To be fair, the Pakistani Army chief did decry the ‘negative propaganda’ that the United States is waging against Pakistan. It’s the first time any Pakistani official used these two words together to describe the behaviour of our friends in Washington. But it’s not enough because our duplicitous ally is still scoring points in the battle for perceptions.

It is time we wiggled out of the commitments made by two presidents, Mr Musharraf and Mr Zardari, to America’s Afghan war. President Zardari is likely to support this policy change. The United States failed to live up to the post-2002 commitments to its Pakistani ally. The Americans almost turned Afghanistan into an Indian outpost, created conditions for insurgencies in Balochistan and FATA, and caused us up to $80 billion in direct and indirect losses and millions of displaced, killed and injured Pakistanis. The Pakistani military should commission a policy review that concludes with a recommendation to the government to formally exit America’s war. The notion that the United States would retaliate militarily to a sovereign Pakistani policy decision is exaggerated. Washington is in no position to do that.

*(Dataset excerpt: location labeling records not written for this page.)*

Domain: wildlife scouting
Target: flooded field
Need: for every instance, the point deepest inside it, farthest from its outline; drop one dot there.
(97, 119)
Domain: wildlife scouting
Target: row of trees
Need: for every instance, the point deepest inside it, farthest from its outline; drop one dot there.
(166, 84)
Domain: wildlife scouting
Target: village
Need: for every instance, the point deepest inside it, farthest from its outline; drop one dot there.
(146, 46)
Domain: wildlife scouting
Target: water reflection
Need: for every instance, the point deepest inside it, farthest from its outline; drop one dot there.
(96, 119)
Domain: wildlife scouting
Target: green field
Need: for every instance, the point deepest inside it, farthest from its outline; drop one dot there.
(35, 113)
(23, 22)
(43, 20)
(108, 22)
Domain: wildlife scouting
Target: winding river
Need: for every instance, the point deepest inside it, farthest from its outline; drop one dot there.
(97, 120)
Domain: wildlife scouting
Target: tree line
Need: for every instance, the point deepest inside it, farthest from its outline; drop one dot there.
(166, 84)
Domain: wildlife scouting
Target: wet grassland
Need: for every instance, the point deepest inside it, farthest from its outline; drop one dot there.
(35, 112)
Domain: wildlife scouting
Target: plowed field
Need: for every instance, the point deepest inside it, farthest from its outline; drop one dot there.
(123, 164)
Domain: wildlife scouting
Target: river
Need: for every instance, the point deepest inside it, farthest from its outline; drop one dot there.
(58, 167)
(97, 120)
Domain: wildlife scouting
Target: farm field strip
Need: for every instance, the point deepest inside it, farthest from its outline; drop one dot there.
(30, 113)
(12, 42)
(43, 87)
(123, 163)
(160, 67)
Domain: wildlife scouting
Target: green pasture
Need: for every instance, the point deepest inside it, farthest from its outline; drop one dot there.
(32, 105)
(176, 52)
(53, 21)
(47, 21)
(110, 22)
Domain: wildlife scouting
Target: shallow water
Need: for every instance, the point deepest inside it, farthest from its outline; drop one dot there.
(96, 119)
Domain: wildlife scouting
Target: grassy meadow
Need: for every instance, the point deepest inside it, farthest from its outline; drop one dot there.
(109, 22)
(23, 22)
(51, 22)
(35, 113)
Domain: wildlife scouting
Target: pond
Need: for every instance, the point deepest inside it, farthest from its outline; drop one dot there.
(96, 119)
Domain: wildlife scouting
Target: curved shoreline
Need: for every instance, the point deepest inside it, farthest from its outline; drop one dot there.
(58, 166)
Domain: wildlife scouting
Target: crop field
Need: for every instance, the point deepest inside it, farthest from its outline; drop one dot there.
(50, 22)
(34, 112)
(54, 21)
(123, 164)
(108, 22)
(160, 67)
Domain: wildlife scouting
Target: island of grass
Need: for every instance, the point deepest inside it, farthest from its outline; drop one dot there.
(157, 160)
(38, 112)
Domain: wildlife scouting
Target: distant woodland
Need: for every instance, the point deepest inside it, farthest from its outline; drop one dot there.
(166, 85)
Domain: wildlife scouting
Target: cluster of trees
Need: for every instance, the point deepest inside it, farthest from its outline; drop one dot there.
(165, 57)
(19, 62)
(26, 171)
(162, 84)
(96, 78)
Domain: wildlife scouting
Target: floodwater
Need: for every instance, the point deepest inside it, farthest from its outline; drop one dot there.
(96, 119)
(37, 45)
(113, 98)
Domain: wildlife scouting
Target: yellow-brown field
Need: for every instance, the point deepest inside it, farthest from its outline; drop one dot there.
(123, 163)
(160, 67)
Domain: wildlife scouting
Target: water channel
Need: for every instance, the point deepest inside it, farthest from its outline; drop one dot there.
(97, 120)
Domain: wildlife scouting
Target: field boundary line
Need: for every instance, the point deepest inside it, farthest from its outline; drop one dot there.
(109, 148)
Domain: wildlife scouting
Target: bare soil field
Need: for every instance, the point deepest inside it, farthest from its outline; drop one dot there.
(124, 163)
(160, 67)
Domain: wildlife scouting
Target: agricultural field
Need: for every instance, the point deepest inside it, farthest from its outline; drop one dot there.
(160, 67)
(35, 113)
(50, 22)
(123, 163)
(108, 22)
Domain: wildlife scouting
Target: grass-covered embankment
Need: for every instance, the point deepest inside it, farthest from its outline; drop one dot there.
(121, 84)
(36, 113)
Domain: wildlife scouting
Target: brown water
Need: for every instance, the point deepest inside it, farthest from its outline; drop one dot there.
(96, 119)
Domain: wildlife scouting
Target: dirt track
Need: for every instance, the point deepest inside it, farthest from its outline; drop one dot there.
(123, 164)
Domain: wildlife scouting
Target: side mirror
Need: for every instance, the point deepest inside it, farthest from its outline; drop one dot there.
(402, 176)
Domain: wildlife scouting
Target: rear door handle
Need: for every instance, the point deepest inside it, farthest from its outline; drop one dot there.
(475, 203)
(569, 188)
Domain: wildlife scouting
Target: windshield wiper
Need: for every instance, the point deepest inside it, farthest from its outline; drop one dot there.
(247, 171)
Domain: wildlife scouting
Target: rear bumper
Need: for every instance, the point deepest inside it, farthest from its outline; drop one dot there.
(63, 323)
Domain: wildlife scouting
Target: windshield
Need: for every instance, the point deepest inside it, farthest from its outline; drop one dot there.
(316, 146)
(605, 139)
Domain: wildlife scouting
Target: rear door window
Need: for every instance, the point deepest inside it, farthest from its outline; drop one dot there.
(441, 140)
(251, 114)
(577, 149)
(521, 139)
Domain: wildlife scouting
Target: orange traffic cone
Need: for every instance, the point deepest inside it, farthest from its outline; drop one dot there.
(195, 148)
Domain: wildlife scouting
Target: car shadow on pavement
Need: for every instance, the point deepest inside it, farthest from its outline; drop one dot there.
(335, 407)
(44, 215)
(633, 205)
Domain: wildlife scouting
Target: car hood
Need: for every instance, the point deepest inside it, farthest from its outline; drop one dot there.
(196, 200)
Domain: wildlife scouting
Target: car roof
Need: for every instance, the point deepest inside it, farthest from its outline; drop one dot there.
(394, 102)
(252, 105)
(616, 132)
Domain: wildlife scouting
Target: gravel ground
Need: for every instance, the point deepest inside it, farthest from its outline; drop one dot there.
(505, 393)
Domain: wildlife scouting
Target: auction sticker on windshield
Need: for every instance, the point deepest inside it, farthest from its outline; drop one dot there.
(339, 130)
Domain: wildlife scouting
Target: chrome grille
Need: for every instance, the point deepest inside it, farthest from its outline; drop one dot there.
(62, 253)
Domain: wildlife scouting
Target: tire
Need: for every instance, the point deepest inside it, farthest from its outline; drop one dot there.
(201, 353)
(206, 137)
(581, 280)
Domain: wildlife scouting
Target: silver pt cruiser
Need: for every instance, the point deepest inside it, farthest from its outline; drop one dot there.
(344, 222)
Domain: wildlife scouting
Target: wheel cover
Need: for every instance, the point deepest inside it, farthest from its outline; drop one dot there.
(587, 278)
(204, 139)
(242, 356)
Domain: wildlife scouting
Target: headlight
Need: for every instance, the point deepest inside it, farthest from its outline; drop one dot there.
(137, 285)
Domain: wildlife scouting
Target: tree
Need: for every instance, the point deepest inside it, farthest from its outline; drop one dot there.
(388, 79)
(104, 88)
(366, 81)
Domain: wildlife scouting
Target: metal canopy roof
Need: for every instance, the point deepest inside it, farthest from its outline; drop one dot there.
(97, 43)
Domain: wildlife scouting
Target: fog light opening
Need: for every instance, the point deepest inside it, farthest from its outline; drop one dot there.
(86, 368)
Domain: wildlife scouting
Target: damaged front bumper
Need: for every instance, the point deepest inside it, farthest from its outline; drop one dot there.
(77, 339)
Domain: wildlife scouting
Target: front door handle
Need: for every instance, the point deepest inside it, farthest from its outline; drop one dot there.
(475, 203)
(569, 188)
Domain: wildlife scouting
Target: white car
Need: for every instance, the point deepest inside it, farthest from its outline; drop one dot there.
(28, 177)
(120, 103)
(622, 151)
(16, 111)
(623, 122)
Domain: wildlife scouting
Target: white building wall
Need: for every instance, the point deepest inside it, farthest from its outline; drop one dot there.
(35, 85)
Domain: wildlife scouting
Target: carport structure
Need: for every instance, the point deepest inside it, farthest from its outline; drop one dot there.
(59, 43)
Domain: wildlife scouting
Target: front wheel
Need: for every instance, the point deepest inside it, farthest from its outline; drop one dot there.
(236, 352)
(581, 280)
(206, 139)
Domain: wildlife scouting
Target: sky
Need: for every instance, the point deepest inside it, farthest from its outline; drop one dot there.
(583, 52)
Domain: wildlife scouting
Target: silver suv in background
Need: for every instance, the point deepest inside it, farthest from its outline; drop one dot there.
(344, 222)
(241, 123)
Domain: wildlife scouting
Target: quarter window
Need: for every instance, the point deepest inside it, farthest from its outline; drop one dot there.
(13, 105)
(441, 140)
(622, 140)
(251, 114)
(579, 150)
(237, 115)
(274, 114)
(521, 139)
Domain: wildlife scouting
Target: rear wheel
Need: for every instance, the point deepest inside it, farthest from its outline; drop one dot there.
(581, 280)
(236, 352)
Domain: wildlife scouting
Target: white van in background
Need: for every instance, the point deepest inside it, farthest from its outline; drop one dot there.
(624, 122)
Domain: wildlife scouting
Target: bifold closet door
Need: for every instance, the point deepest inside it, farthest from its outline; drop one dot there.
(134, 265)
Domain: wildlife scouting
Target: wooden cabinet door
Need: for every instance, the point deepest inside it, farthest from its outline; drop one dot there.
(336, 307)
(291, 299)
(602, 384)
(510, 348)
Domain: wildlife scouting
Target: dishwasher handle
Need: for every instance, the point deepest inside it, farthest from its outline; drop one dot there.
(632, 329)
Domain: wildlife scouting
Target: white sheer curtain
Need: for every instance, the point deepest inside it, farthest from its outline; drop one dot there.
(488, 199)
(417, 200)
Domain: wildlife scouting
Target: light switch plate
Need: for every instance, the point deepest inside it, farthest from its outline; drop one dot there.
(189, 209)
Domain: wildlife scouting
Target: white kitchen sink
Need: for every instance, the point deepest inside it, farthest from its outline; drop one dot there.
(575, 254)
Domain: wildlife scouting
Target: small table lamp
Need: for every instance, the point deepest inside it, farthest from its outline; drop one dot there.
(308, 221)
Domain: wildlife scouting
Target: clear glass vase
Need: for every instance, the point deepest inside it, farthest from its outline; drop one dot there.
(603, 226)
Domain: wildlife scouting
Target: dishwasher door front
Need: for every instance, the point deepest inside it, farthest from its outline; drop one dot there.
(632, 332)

Pakistan’s issues with domestic religious extremism can and will be resolved domestically. Any future Pakistani assistance to the US war effort in Afghanistan can be negotiated under new terms. The Americans are trying to create an impression that their interference in Pakistan is important to help Pakistan defeat extremism. For example, Adm Mullen came here last week emphasising, ‘the long-term US commitment to supporting Pakistan in its fight against violent extremists’. It is amazing how Washington has been redefining the mission and moving the goal posts over the past decade with no questions asked from our side of course.

The strength and ability of terror groups such as TTP and BLA to resupply will end when CIA ends its grand strategic project in Afghanistan.

We should tell Washington that we will maintain ties to legitimate Afghan parties, including the Afghan government and Afghan Taliban. American demands to cut off ties to any one of them are misplaced. If an Afghan group that Pakistan maintains links with is killing US soldiers in Afghanistan, this is not necessarily Pakistan’s design or responsibility. It is the result of flawed US policies in Afghanistan over the last decade, and a result of ignoring Pakistani advice.

It is also time to loudly question CIA ‘assessments’ about the number of al-Qaeda remnants in the Afghanistan-Pakistan region. We know the figure is insignificant to pose any threat to anyone. The US military and CIA inflate these assessments to justify prolonging the Afghan war and, more importantly, to justify meddling in Pakistan. The US is also pandering to its Indian ally by telling another lie, that the pro-Kashmir Lashkar-e-Taiba group, which is opposed to Indian military presence in Kashmir, has somehow metamorphosed into a ‘global threat.’ This is political propaganda.